Dire qu’il suffisait de ne pas acheter pour que ça ne se vende plus, comme disait Coluche… Ben oui mais justement. En cela les joueurs sont coupables d’avoir alimenté  un marché qui maintenant, rend son cynisme visible.  Je sais bien, dans un monde libéral, tout éditeur qui sort un jeu  veut un retour sur investissement. Logique. Mais nous avons contribué à faire en sorte qu’ils nous en demandent encore plus. DONC, la remise en question doit se faire DES DEUX COTES. Côté constructeurs, il n’est pas trop tard pour reculer, et je pense que d’ici l’E3, tout est possible concernant les spécificités abusives des prochaines consoles.  Côté joueurs, il serait temps de penser que  nous ne sommes pas que des moutons justes bons à consommer ( la première syllabe  est très claire), et à acheter aveuglément.

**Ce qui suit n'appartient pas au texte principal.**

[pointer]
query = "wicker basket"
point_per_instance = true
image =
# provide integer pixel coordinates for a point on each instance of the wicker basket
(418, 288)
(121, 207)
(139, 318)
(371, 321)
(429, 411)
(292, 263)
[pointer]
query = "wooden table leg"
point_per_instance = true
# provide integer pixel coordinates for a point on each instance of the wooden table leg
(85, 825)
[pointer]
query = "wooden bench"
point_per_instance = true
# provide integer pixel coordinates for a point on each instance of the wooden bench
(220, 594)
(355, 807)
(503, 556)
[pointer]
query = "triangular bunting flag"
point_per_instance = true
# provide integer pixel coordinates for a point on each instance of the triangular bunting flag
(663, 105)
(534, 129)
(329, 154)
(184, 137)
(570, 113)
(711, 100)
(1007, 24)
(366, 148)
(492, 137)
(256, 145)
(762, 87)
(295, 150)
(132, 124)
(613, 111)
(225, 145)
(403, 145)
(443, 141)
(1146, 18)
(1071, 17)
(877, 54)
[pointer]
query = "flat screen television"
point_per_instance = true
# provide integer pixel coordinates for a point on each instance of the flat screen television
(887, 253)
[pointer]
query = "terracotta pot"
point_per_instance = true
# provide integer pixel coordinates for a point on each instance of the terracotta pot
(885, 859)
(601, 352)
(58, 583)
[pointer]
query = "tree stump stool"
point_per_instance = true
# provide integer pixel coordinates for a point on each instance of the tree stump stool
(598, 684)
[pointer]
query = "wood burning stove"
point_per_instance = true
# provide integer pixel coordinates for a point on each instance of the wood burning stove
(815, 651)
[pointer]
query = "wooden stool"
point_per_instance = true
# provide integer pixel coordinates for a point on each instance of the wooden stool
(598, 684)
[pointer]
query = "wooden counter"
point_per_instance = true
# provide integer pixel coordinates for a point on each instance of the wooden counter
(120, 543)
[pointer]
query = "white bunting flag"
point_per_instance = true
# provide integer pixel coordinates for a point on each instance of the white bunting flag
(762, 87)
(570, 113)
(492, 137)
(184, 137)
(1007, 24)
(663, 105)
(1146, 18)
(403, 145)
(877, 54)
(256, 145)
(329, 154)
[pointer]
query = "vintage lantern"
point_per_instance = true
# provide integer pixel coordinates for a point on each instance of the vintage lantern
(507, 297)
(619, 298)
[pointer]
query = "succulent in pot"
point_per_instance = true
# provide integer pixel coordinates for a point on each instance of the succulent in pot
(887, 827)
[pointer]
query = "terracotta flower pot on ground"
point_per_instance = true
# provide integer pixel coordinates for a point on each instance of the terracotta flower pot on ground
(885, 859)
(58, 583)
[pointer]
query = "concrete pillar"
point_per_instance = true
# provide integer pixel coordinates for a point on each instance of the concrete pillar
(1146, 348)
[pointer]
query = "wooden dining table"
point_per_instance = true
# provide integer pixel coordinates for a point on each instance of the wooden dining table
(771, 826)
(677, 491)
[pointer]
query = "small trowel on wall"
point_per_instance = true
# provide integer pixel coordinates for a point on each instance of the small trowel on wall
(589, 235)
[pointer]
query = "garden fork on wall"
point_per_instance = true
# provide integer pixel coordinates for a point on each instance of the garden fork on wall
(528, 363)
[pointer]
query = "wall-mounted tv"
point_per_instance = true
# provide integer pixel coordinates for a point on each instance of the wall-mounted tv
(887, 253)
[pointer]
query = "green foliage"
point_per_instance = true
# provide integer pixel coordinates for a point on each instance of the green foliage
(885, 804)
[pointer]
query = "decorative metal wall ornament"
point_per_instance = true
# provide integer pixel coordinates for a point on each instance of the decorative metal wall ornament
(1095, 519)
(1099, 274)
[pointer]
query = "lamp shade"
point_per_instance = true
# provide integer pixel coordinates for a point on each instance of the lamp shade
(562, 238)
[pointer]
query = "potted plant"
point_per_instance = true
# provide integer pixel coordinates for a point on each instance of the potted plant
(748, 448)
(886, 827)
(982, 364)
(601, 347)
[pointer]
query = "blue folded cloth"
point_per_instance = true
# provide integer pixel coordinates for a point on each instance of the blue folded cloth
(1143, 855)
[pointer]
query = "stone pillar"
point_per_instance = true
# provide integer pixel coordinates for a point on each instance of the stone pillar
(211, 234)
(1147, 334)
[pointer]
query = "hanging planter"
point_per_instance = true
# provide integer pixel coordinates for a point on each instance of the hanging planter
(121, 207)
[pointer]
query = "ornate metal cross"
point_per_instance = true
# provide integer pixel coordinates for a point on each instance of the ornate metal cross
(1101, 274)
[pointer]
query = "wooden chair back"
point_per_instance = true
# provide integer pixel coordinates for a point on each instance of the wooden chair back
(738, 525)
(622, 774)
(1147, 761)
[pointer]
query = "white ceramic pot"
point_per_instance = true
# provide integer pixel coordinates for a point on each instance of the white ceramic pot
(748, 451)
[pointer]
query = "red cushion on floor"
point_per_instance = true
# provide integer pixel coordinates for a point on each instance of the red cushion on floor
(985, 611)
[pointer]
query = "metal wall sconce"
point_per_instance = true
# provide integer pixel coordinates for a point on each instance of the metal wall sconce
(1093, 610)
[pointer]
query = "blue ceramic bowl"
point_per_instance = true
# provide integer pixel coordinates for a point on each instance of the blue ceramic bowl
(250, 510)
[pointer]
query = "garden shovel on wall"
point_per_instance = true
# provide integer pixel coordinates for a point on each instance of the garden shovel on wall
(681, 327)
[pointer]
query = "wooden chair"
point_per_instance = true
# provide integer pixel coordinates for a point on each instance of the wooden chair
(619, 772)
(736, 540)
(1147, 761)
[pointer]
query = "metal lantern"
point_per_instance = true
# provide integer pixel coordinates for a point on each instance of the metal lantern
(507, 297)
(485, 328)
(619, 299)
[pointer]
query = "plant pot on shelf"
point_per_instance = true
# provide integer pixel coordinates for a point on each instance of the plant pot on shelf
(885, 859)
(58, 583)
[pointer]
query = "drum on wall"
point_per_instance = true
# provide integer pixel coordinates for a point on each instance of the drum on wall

Ne vous méprenez pas, je ne suis pas entrain de dire que le jeu vidéo doit être cantonné aux passionnés  comme il l’était à ses débuts. Qu’il s’ouvre, au contraire, c’est très bien.  Qu’il prenne les gens pour des imbéciles, en revanche je ne cautionne pas. Et si nous nous regardions  un peu dans le miroir ?  Il est encore temps de dire « Stop » à ceux qui veulent notre fric pour nous entuber.  A ceux qui veulent nous fliquer, nous imposer une machine unique avec jeux uniques.  Qui abusent de la novlangue pour cacher  des desseins bien plus perfides. A nous de voir ce qui n’  a pas ( ou trop bien) fonctionné dans la communauté.  Parce qu’au final,  c’est nous qui les les faisons vivre… Donc, nous sommes aussi responsables de cette évolution désastreuse. Une remise en question s’impose chez les joueurs. 

Certains disent que l’avenir est dans le retrogaming. Vous savez quoi,  au vu de ce qui se trame avec Microsoft,  j’ai bien l’impression qu’ils ont raison. Les boutiques de passionnés  centrés sur  ce mode de jeu  ont de beaux jours devant  elles, à moins d’un sursaut.